A análise do perfil dos chanceleres reforça esse argumento. Ademais, os Estados

Unidos não só eram o principal destino das exportações do café brasileiro como, ao longo

da Primeira República, tornaram-se o principal parceiro financeiro do Brasil.

Finalmente, destacamos que o trabalho visou explorar de maneira introdutória, a

política externa da Primeira República através de uma periodização distinta daquela

usualmente adotada nos trabalhos acadêmicos prévios.

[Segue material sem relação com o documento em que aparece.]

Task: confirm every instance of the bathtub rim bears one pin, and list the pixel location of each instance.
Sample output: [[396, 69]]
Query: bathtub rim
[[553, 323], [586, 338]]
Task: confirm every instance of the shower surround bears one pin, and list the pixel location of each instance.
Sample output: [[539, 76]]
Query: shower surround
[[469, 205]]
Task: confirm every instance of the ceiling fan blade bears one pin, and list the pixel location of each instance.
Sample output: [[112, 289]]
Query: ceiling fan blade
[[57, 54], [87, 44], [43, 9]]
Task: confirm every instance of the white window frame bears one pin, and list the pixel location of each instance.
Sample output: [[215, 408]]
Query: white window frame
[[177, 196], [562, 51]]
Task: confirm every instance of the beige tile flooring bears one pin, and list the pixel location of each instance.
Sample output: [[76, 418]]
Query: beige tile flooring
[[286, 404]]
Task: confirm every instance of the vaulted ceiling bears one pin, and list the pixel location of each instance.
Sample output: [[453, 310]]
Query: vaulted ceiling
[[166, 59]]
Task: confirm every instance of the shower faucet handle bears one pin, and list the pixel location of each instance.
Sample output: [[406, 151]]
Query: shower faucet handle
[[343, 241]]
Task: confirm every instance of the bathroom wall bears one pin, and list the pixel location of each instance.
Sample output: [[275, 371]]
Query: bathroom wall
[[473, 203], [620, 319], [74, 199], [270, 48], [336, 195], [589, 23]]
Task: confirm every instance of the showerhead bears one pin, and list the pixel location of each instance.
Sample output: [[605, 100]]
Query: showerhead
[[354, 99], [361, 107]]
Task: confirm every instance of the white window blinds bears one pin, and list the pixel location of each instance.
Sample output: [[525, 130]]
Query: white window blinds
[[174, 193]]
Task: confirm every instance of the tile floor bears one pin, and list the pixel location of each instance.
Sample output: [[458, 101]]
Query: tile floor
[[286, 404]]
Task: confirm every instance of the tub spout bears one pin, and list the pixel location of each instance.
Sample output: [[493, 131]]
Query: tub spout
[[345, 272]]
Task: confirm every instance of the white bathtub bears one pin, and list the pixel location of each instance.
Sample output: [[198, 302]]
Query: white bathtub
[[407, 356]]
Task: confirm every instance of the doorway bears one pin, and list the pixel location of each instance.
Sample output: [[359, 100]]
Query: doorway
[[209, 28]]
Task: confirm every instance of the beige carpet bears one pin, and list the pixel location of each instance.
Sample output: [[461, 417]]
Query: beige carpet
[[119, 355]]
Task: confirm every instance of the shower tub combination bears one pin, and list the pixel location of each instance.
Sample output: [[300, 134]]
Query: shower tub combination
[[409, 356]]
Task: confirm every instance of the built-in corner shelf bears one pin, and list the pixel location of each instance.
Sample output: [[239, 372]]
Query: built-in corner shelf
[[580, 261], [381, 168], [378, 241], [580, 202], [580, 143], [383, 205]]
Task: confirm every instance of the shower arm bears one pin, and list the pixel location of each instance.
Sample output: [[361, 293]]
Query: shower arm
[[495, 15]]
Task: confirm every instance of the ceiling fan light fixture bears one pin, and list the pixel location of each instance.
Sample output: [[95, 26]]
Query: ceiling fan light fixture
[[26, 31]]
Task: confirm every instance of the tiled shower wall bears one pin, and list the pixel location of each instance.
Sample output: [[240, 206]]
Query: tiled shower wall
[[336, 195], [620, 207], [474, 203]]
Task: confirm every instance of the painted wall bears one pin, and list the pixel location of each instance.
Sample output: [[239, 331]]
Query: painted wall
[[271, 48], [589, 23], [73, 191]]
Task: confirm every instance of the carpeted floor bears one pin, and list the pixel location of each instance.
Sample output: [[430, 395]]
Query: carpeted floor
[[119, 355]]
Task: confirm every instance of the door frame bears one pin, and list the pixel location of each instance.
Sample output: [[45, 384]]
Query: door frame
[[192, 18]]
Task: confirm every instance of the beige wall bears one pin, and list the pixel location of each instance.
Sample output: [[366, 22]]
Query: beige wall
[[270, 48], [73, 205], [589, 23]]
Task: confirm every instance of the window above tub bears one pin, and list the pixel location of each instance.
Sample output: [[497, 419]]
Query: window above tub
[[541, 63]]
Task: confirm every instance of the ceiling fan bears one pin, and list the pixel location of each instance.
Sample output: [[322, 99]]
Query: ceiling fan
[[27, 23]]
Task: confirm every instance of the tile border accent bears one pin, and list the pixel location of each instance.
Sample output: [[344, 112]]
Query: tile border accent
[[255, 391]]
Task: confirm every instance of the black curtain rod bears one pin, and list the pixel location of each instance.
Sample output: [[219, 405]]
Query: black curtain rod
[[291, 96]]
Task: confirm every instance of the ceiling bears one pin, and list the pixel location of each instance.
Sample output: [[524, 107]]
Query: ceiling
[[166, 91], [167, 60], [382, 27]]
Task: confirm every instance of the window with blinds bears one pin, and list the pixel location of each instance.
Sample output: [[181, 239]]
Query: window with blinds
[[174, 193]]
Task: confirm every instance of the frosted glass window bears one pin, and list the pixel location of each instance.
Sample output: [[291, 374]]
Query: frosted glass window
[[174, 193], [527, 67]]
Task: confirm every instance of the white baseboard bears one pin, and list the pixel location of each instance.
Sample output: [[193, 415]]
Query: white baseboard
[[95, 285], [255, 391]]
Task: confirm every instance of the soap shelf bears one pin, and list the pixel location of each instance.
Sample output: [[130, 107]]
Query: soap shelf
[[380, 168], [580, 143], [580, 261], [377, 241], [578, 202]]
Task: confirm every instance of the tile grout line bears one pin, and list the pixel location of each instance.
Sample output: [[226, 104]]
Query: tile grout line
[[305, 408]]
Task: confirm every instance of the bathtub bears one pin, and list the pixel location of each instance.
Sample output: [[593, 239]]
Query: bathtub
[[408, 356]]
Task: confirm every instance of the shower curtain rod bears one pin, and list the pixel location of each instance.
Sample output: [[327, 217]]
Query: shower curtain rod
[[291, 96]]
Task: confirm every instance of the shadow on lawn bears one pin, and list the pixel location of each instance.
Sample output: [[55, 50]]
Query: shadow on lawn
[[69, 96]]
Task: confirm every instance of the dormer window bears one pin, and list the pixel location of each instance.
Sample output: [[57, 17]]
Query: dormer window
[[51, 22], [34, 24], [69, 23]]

Assim, a abordagem a partir de

outro recorte temporal permite a melhor avaliação da trajetória diplomática do Brasil durante

os anos da “Velha República”. Em poucas palavras, a política externa republicana antes e

depois da chancelaria de Rio Branco também foi pragmática, pan-americanista e realista.

Por certo, o entusiasmo inicial em se juntar às outras repúblicas do continente e

especialmente àquela do Norte da América influenciaram as decisões dos primeiros

chanceleres. Mas o Brasil soube se adequar rapidamente ao jogo político internacional.

Assim, é mister que outros trabalhos deem continuidade a análise da política externa

brasileira observando cada uma das chancelarias daquele período. Assim, será possível

avançar e aprofundar os movimentos e intenções das relações exteriores do Brasil.